6. 授業者が嵌るディジタル教材の落とし穴
  1. ディジタル・コンテンツを使用するとき,傾向性として,授業者は授業の条件に反することをやってしまう:

    1. 授業の形が,「つくらせる」ではなく,「見せる」なってしまう。
      ──「見る=できる」にしてしまう。
    2. 授業の進行が速くなってしまう。

    ──わからない授業をやってしまい,そしてそのことに気づかない。

  2. ディジタル・ディスプレイは,「つくる」を教えられない

    • ディジタル教材/学習材をつくろうとする授業者は,「つくる」のバーチャルをつくろうとする。
      しかし,「つくる」のバーチャルでは,「つくる」を教えられない。

  3. 「ディスプレイで捨てられてしまっているもの」に気づけることが重要。

    • 図・記号・テクストのディスプレイは,この図・記号・テクストをつくる工程(書き順・組み立て順序) を示していない。
    • 工程のステップ・バイ・ステップのディスプレイ,あるいはアニメーションへとつくり込んでも,この図・記号・テクストをつくるカラダの動き・力加減・呼吸といったものを示せない。

  4. ちなみに,「カラダを閑却し,<つくる>を教えない」という誤りを同じく犯しているものに,「ワークシート」がある。

7. 例:算数・数学の授業の場合

(1) 推論
    推論を「見せる」は,「わからせる」ではない。
    推論は,所与からそれの含意の一つを「結論」として導く論理的な行程をつくること。
    推論が「わかる」とは,この「つくる」を自らできること。

     例:「量の表現」のしくみ(論理)

    簡単なことのように見えるが,実際に自分でいろいろ書いてみることをやらないと,使えるようにならない。

(2) 図形
    図形を「見せる」は,「わからせる」ではない。
    「図形」は,図のつくり方 (構成の論理的方法) のことに他ならない。
    図形が「わかる」とは,この「つくる」を自らできること。

     例:単体複体

    簡単なことのように見えるが,実際に自分でいろいろ書いてみることをやらないと,使えるようにならない。


8. 「チョークと黒板」の意味
  1. 「チョークと黒板」は,つぎの授業条件に関して合理的:

    1. 授業の形は,「つくらせる」。
    2. 授業は,ゆっくりやらねばならない。

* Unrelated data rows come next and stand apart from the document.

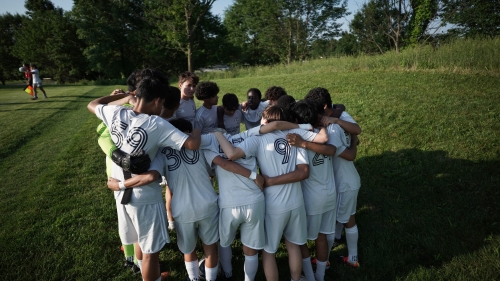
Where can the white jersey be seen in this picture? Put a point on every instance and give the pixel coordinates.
(206, 119)
(276, 157)
(36, 76)
(319, 189)
(346, 175)
(186, 110)
(235, 190)
(193, 196)
(132, 132)
(251, 117)
(232, 123)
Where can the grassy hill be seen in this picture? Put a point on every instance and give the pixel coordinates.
(428, 160)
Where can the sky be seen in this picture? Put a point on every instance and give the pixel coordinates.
(17, 6)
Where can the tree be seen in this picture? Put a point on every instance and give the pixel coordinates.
(473, 17)
(8, 68)
(179, 22)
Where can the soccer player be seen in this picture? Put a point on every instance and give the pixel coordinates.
(283, 167)
(141, 220)
(206, 115)
(187, 107)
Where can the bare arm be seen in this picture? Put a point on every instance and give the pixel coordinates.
(231, 152)
(325, 149)
(103, 100)
(138, 180)
(301, 173)
(238, 169)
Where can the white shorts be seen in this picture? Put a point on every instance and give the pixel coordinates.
(187, 233)
(146, 224)
(250, 219)
(346, 205)
(321, 223)
(291, 224)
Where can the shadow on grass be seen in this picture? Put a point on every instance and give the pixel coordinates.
(421, 209)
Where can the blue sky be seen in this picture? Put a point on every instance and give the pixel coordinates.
(17, 6)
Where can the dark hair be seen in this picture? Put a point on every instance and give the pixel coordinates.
(173, 98)
(286, 102)
(255, 91)
(230, 101)
(305, 112)
(206, 90)
(182, 124)
(320, 95)
(150, 88)
(274, 93)
(189, 76)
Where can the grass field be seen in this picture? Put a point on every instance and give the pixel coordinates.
(429, 160)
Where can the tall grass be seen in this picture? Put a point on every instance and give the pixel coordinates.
(461, 55)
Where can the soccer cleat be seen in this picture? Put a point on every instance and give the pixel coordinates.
(313, 262)
(345, 260)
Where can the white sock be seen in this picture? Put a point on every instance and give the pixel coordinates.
(351, 237)
(320, 270)
(251, 266)
(192, 269)
(338, 230)
(225, 255)
(211, 273)
(307, 268)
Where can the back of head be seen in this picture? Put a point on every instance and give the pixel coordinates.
(182, 124)
(286, 102)
(206, 90)
(150, 88)
(275, 92)
(173, 98)
(230, 102)
(189, 76)
(320, 95)
(305, 112)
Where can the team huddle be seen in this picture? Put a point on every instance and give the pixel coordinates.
(289, 175)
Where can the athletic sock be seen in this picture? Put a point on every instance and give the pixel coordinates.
(338, 230)
(320, 270)
(211, 273)
(192, 269)
(351, 237)
(307, 268)
(225, 255)
(251, 266)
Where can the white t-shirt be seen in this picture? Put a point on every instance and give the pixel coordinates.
(346, 175)
(206, 119)
(319, 189)
(232, 123)
(251, 117)
(235, 190)
(276, 157)
(131, 133)
(193, 196)
(186, 110)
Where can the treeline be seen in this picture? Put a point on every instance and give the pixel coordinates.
(108, 39)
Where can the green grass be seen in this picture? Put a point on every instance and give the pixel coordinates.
(429, 165)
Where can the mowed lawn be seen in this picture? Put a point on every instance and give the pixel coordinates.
(429, 162)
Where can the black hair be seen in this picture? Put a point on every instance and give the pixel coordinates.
(230, 101)
(274, 93)
(150, 88)
(305, 112)
(173, 98)
(206, 90)
(255, 91)
(286, 102)
(189, 76)
(320, 95)
(182, 124)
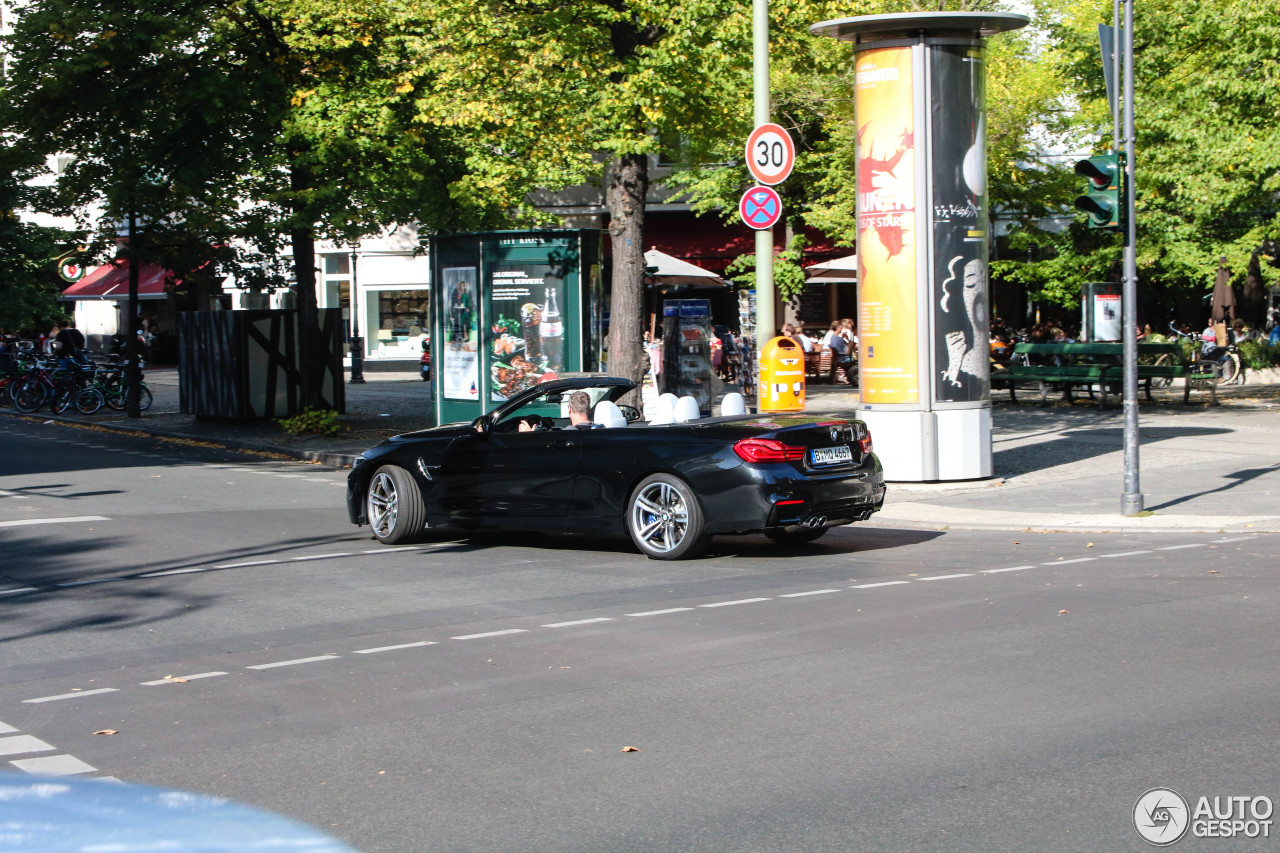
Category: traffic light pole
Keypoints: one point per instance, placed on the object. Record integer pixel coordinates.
(1130, 502)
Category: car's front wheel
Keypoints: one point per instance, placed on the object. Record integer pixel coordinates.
(394, 506)
(664, 519)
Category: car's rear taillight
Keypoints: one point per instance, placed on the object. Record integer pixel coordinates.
(864, 439)
(767, 450)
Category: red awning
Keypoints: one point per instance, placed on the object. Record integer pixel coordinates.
(112, 282)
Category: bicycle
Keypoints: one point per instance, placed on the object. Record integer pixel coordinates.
(1223, 363)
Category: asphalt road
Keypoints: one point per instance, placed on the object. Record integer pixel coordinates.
(883, 689)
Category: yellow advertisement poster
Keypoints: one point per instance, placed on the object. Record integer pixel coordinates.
(886, 228)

──カラダが「つくる」を身につけるのには,時間がかかる。

    実際,
    1. 授業者の書く行為に,「つくる」のカラダの動きが示されている。
    2. 授業者が書くのと合わせて,学習者の読み・受け取りが進行。

9. 従来型の授業をする力が基本
  1. ディジタル教材を使うと,どうしても,「相手=自分」「見る=できる」になってくる。

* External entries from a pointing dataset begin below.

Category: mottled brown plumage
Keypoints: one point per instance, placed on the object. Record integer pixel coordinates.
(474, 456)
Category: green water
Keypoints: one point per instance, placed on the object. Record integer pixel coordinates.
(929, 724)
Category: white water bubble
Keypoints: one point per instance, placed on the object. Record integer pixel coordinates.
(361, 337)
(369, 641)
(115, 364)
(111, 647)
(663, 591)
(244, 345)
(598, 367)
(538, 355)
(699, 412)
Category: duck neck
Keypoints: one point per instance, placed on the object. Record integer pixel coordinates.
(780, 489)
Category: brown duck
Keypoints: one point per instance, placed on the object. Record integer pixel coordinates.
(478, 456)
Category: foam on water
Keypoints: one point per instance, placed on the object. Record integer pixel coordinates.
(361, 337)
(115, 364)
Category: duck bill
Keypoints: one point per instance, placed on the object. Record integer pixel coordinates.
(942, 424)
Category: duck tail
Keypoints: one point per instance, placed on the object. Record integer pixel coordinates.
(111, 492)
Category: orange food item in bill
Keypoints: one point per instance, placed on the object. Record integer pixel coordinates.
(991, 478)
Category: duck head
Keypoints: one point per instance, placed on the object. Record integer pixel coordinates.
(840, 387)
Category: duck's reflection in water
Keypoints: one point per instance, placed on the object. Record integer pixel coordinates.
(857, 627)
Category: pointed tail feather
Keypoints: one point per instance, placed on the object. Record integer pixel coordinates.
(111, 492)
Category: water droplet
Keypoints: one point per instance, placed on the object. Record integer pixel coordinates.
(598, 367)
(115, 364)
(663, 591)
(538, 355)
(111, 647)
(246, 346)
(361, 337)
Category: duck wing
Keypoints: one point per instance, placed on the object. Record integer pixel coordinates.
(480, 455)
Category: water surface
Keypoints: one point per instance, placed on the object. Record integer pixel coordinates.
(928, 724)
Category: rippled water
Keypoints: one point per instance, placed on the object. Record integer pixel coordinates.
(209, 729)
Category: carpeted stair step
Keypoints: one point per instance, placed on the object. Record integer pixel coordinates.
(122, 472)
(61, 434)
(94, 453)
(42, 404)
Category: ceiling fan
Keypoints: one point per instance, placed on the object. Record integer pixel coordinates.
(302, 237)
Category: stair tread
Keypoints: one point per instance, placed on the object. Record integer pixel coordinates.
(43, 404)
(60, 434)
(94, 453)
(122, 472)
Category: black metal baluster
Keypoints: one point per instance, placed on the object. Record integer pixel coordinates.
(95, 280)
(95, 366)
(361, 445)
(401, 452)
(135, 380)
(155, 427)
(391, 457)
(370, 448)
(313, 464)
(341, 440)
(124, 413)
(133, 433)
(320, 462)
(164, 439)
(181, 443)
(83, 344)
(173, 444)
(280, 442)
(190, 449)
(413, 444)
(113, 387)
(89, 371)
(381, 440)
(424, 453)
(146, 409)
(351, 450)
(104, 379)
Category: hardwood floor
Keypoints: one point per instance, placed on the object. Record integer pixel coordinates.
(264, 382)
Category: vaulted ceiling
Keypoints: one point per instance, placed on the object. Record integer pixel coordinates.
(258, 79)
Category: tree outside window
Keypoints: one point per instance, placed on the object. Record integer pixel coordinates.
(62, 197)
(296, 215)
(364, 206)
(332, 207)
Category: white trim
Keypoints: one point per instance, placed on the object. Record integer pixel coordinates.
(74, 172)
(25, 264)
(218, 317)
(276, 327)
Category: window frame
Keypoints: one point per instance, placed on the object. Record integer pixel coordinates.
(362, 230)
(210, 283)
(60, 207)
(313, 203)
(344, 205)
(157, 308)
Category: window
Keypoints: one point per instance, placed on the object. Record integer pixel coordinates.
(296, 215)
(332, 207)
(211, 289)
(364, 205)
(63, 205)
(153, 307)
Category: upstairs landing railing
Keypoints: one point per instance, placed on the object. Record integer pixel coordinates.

  2. また,ディジタル・コンテンツを使う授業に執心すると,基本の修行が疎かになる/忘れられる。

  3. 基本になるのは,従来型の授業をする力。

  4. 授業経験の浅い者は,それでなくとも,「相手=自分」「見る=できる」で,授業をやってしまう。
    授業経験の浅い者は,ディジタル教材に執心してはならない
    ディジタル教材をやる前に,従来型の授業をする力を先ずしっかり身につけるべき。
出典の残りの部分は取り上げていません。